SOSYOLOJİ I - Ünite 5: Din, Kültür ve İdeoloji Özeti :

PAYLAŞ:

Ünite 5: Din, Kültür ve İdeoloji

Ünite 5: Din, Kültür ve İdeoloji

Kültür Nedir?

İçinde doğduğumuz ve şekillendiğimiz kültür, dilimizde çok çeşitli anlamlara sahip sözcüklerden biridir. Türk Dil Kurumunun Güncel Türkçe Sözlüğü’nde kültürün ilk anlamı “tarihsel, toplumsal gelişme süreci içinde yaratılan bütün maddi ve manevi değerler ile bunları yaratmada, sonraki nesillere iletmede kullanılan, insanın doğal ve toplumsal çevresine egemenliğinin ölçüsünü gösteren araçların bütünüdür. Kültürün ikinci tanımı, “bir topluma veya halk topluluğuna özgü düşünce ve sanat eserlerinin bütünü”dür. Kültürün “muhakeme, zevk ve eleştirme yeteneklerinin öğrenim ve yaşantılar yoluyla geliştirilmiş olan biçimi” ve “bireyin kazandığı bilgi” anlamları da gündelik konuşma içinde kullanılmaktadır.
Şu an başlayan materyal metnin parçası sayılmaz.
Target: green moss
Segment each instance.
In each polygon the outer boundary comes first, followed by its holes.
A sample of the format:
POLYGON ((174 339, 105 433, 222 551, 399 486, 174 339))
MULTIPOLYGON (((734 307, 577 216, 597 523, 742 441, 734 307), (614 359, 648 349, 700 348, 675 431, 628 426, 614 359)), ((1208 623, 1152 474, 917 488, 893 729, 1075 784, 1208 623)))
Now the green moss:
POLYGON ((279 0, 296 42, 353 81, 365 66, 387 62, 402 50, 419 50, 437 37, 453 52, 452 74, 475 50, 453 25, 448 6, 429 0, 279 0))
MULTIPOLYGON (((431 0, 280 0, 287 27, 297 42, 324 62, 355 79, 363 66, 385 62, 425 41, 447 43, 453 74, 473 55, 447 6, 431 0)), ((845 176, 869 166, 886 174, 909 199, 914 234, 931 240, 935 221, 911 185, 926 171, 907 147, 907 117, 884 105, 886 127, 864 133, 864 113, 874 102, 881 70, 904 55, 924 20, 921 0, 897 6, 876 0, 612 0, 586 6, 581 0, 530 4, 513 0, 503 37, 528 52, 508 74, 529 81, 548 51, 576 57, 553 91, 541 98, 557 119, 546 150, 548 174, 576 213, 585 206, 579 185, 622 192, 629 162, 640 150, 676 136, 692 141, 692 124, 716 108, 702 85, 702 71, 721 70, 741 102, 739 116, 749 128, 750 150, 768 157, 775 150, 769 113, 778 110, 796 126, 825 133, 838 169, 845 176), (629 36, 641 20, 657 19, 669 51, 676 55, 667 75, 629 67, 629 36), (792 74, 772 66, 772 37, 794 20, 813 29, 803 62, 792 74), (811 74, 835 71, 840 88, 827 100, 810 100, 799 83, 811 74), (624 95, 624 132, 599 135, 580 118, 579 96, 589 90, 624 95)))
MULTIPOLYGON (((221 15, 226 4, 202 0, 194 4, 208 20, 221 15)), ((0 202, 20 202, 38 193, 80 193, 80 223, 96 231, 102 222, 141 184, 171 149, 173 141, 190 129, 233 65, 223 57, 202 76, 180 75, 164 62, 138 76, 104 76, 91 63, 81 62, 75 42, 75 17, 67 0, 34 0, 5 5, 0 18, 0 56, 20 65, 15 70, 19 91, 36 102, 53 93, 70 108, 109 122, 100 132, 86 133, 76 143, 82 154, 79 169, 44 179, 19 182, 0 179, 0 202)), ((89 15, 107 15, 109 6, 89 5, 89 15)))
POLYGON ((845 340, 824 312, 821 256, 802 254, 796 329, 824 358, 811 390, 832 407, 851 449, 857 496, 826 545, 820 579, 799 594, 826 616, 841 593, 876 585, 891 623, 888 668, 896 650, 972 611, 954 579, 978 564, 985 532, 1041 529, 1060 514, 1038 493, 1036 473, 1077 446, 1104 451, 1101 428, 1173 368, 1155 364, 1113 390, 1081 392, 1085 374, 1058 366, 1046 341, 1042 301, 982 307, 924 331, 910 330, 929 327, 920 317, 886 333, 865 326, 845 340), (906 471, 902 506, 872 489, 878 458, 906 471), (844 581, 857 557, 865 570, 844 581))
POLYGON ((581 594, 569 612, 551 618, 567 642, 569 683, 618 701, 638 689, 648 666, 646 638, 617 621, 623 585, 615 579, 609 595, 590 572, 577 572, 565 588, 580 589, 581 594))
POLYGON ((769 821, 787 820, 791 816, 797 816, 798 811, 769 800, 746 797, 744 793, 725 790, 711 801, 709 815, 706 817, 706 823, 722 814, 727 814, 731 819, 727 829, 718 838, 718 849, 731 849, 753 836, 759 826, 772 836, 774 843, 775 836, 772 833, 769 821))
Sosyal bilimciler ‘kültür’ terimini kullandıkları zaman gündelik konuşmaların içeriğinden daha az kısıtlayıcı bir kavramdan söz etmektedir. Gündelik konuşmada sanat, edebiyat, müzik, resim gibi ‘zihindeki yüce şeyler’e eşdeğer olduğu düşünülen kültür kavramı, sosyologlar tarafından çok daha geniş bir anlamda kullanılmaktadır. Sosyal bilimde kültür, insan toplumunda biyolojik olarak değil, toplumsal araçlarla aktarılıp iletilen her şeyi anlatmaktadır. Sosyolojide en sık kullanılan kavramlar arasında bulunan kültür, bir toplumun üyelerinin ya da toplumdaki grupların yaşam biçimlerine göndermede bulunur. Kültür, insan toplumunun sembolik ve öğrenilmiş yönlerini anlatan genel bir terim olarak kabul edilir. İnsanların giyinme ve yemek yeme âdetleri, evlilik gelenekleri, aile yaşamları, çalışma kalıpları, dinsel törenleri, boş zaman etkinlikleri gibi alanları kapsar. ‘Kültür’ ve ‘toplum’ arasında çok yakın bağlar bulunmaktadır. Sosyolojik gerçek açısından bütün bireyler toplumsallaşma sürecinden geçmekte ve kültürü bu yolla edinmektedir. Toplumsallaşma, kişilerin toplumun norm ve değerlerini içselleştirerek ve toplumsal rolleri yerine getirmeyi öğrenerek, toplum üyeleri hâline gelmeyi öğrenme sürecidir.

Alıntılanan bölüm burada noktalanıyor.